8. .bam, not .sam. This point is a bit limited in scope, so lets widen it. All of the data you’ll ever deal with is going to be in a less-than-optimal format for storage, and it’s on you to figure out what the right format it going to be. Have VCFs? Gzip them! Have .sam files? Make them .bam files! Of course, this doesn’t just go for storage: Do the same for how you access them. That gzipped VCF? You should have bgzipped it and then tabix indexed it. Same goes for your Fasta file (FAIDX?), or whatever else you have. Don’t just use compression, use it to your advantage.
9. Parallelize your code. Oh man, this is a can of worms. On the one hand, much of bioinformatics is embarrassingly parallelizeable. That’s the good news. The bad news is that threaded/multiprocessed code is harder to debug and maintain. This should be the last path you go down, after you’ve optimized the heck out of your code. Don’t parallelize what you can optimize – but use parallelization to overcome resource limitations. And only when you can’t access the resources in any other way. (If you work with a cluster, though, this may be a quick and dirty way to get more resources…)
10. clean up and back up. This was just a repeat of earlier points, so lets talk about networking. The best way to keep yourself current is to listen to what others have to say. That means making time to go to conferences, reading papers, blogs or even twitter. Talk to other bioinformaticians because they’ll always have new ideas, and it’s far too easy to get in to a routine where you’re not exposing yourself to whatever is new and exciting.

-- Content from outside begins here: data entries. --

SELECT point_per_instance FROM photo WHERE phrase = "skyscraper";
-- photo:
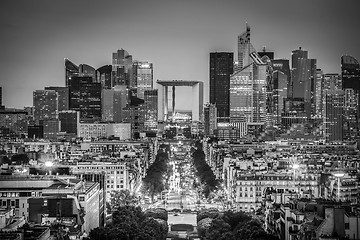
(319, 92)
(85, 97)
(87, 71)
(103, 76)
(283, 66)
(150, 108)
(350, 74)
(280, 81)
(63, 97)
(210, 123)
(221, 67)
(0, 97)
(244, 49)
(71, 70)
(69, 121)
(122, 72)
(248, 92)
(333, 115)
(303, 79)
(113, 102)
(143, 77)
(45, 104)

11. OOP: Inheritance, Encapsulation, Polymorphism. Actually, on this point, I completely agree. Understanding object oriented programming takes you from being able to write scripts to being able to write a program. A subtle distinction, but it will broaden your horizons in so many ways, of which the most important is clearly code re-use. And reusing your existing code means you start developing a toolkit instead of making everything a one off.

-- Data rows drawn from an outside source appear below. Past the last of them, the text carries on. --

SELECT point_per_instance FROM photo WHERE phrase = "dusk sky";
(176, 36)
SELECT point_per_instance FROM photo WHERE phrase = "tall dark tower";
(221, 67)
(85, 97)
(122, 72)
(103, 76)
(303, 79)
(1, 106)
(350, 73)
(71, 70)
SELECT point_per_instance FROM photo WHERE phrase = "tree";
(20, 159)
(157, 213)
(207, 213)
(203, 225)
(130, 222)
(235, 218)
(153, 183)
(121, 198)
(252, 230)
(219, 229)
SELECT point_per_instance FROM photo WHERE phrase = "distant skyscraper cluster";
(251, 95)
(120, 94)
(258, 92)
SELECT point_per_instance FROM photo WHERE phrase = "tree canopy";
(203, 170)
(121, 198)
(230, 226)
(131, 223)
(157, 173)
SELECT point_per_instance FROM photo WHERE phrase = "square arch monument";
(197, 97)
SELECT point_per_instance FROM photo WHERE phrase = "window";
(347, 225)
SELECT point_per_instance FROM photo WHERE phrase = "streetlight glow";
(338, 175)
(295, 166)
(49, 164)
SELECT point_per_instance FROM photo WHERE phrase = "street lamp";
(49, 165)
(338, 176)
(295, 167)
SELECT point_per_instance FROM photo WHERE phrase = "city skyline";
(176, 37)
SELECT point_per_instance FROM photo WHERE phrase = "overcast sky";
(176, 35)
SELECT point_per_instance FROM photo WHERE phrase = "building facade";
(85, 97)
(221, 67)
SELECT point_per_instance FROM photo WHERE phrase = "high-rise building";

12. Save the URL of your references. Again, great start, but don’t just save the URL of your references. Make notes on everything. Whatever you find useful or inspiring, make a note in your lab book. Wait, you think bioinformaticians don’t have lab books? If that’s true, it’s only because you’ve moved on to something else that keeps a permanent record, like version control for your code, or electronic notebooks for your commands. Make sure everything you do is documented.

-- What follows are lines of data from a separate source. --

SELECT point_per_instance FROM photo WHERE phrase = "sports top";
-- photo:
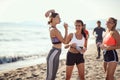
(109, 40)
(79, 42)
(55, 40)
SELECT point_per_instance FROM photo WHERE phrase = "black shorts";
(110, 56)
(73, 58)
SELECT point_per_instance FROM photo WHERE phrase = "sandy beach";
(93, 69)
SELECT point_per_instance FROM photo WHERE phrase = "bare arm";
(59, 36)
(117, 38)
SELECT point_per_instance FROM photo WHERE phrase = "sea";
(24, 45)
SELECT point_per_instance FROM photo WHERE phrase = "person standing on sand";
(77, 43)
(86, 31)
(98, 32)
(111, 42)
(57, 40)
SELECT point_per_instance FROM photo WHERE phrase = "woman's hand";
(65, 26)
(102, 47)
(73, 45)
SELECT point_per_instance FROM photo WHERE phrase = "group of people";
(77, 44)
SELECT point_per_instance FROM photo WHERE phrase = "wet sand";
(93, 69)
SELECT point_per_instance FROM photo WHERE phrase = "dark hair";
(53, 15)
(83, 32)
(114, 21)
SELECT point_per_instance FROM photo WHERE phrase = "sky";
(69, 10)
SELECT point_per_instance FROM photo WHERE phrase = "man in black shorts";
(98, 33)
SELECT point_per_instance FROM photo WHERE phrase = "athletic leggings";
(53, 63)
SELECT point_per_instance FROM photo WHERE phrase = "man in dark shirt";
(98, 32)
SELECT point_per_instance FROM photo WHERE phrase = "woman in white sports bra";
(77, 43)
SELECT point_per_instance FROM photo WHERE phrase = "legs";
(110, 69)
(69, 70)
(81, 71)
(105, 66)
(98, 50)
(52, 64)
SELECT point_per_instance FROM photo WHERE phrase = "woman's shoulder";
(115, 33)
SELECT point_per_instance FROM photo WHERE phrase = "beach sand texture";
(93, 70)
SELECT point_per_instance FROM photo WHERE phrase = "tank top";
(109, 40)
(79, 42)
(54, 40)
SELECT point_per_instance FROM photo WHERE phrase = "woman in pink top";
(111, 42)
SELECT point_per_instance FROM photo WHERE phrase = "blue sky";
(69, 10)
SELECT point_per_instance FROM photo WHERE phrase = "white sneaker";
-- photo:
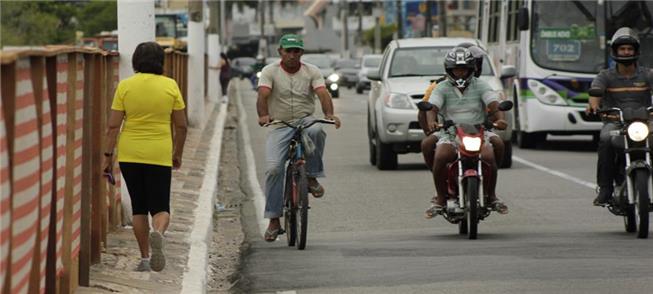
(157, 257)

13. Keep Learning. YES! This! If you find yourself treading water as a bioinformatician, you’re probably not far from sinking. Neither programming or biology ever really stand still – there’s always something new that you should get to know. Keeping up with both fields is tough, but absolutely necessary.
14. Give back what you learn. Again, gotta agree here. There are lots of ways to engage the community: share your code, share your experience, share your opinions, share your love of science… but get out and share it somehow.
15. Stand up on occasion. Ok, I’ll go with this too. The sitting/standing desks are fantastic, and definitely worth the money, if you can get one. Bioinformaticians spend way too much time sitting, and you shouldn’t neglect your health. Or your family, actually. Don’t forget to work hard, and play hard.